Perjalanan pulang diiringi hujan. Kami berbuka puasa di warung makan di Cisewu.

jelajah priangan buka puasa di cisewu

Hujan telah reda, menyisakan dingin dan genangan. Belum lama, ketika momotoran ke Bungbulang dari arah Pangalengan, berkat rem blong, saya mempraktekkan bodor slapstick. Jika dulu harus menghadapi turunan, artinya sekarang harus dilalui adalah tanjakan. Tanjakan-tanjakan yang memaksa saya harus memakai gigi satu, dan membuat saya teringat agar segera ganti oli dan mengencangkan rantai motor.

Kantuk terasa mulai merayapi perempuan di jok belakang, beberapa kali saya harus ancang-ancang ketika merasa telat menurunkan gigi, dan merasa bersalah karena mengagetkannya.

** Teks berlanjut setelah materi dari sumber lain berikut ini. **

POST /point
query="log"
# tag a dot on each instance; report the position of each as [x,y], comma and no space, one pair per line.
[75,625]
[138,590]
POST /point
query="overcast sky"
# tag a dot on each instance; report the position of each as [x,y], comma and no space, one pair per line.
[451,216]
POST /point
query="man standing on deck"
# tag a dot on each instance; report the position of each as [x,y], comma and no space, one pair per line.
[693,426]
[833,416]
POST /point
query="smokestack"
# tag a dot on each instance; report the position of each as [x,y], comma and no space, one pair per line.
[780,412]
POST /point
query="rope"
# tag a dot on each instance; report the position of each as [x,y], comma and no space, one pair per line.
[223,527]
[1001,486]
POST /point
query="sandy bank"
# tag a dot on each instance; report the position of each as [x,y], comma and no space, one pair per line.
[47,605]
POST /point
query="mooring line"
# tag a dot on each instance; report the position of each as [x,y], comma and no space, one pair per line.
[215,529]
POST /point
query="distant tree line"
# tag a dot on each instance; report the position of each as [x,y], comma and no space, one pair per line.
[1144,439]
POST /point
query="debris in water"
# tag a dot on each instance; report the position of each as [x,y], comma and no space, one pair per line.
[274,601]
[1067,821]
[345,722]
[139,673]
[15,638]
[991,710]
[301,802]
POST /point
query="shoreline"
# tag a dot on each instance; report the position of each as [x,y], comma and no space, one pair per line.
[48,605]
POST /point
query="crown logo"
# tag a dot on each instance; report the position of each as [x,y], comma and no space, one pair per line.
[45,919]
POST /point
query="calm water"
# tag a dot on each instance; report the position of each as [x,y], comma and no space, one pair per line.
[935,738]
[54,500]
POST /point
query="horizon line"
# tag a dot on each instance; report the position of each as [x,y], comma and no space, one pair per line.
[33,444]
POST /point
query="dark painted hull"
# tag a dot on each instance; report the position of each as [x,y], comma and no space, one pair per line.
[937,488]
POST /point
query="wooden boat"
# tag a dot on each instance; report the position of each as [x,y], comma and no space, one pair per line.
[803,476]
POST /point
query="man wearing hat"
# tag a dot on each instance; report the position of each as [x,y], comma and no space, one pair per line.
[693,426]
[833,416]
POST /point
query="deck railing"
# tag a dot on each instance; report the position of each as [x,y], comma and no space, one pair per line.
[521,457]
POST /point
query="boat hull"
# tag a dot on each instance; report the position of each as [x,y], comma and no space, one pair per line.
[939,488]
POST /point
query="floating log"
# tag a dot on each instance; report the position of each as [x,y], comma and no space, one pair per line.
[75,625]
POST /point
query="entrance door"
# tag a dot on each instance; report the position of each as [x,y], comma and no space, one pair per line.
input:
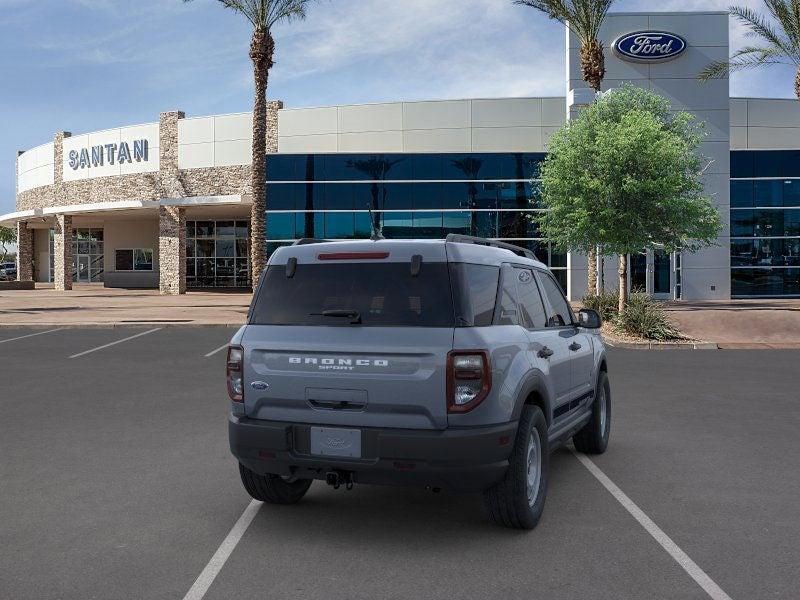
[83,269]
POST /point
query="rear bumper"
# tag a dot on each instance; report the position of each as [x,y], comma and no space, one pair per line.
[463,459]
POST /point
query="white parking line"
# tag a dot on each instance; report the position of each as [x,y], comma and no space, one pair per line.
[115,343]
[687,564]
[214,566]
[22,337]
[220,349]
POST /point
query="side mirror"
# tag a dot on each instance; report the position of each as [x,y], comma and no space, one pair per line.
[590,319]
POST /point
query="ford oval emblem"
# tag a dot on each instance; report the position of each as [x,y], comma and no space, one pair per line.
[649,46]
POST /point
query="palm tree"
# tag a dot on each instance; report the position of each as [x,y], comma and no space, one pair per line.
[584,19]
[779,41]
[263,15]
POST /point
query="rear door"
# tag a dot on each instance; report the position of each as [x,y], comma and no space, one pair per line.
[350,342]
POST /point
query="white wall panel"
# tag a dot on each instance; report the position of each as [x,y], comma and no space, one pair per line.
[437,140]
[508,112]
[371,141]
[371,117]
[507,139]
[446,114]
[196,131]
[233,127]
[308,121]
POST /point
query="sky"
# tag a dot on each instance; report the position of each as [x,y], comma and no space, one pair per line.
[86,65]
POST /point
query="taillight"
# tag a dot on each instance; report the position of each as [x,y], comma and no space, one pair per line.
[234,372]
[469,379]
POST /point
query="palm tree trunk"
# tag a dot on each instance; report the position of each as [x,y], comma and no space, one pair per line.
[261,51]
[623,282]
[797,84]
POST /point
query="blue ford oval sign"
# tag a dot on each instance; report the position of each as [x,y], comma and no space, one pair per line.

Lepas dari tanjakan-tanjakan menukik, sampai daerah perkebunan Cukul, dia tertidur merunduk, saya agak menyerongkan kepala ke arah kanan agar motor seimbang. Kami melaju di bawah langit tak berbintang.

Sebentar lagi sampai, saya menyemengati diri sendiri. Kami tiba di warung mungil di perkebunan Cukul pukul sembilan malam. Bandung memang masih jauh, tapi sebentar lagi.